Шрифт:
Интервал:
Закладка:
Византийские хронисты, рассказав о появлении Святослава в Болгарии, также хранят молчание относительно его дальнейшего там пребывания и возвращаются к руссам, уже говоря о начале русско-византийского конфликта, относящегося к 970 году, когда византийский престол занял Иоанн Цимисхий. Это в свою очередь свидетельствует о затишье в военных действиях и о том, что Святослав считал для себя цель похода достигнутой.

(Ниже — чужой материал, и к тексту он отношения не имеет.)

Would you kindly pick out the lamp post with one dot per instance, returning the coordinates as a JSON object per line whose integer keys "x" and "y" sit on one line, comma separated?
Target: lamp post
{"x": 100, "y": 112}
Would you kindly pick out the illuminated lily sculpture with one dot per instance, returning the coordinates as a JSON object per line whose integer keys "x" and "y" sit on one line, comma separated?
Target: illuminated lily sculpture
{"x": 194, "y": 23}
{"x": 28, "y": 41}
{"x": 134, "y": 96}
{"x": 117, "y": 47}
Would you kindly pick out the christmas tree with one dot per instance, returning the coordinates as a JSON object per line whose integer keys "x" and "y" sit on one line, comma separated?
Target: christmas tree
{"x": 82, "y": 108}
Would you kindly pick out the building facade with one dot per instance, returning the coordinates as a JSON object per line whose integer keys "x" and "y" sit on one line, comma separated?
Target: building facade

Как мы уже отмечали, Никифор Фока проявил большую озабоченность положением дел и принялся укреплять Константинополь, установил дипломатические связи с Болгарией. Однако до воцарения Иоанна Цимисхия греки не требовали ухода руссов из Подунавья, и лишь новый император заявил Святославу о необходимости выполнять договоренность с Никифором Фокой, то есть, получив обещанную ему награду, уйти из Болгарии18. Прежнее болгарское правительство, видимо, было согласно с таким поворотом событий. Об этом говорят два примечательных факта. Болгары «с воздетыми руками умоляли императора защитить их». «Если бы он помог им, - замечает Лев Дьякон, - то, без сомнения, одержал бы победу над скифами». Однако эти просьбы, видимо, мало волновали Никифора Фоку: вскоре после установления дипломатических контактов с болгарами греческие войска во главе с патрикием Петром ушли в Сирию и осадили Антиохию19. Византия, опасаясь своего союзника, против собственной воли согласилась с его появлением на Дунае и никаких требований к руссам в 967–968 годах не предъявляла, хотя Никифор Фока предпринял против них ряд тайных действий, в частности направил печенегов на Киев. Поэтому сообщение Льва Дьякона о том, что, согласно договору, Святослав якобы должен был уйти из Болгарии, противоречит не только его нее сведениям, но и ходу событий.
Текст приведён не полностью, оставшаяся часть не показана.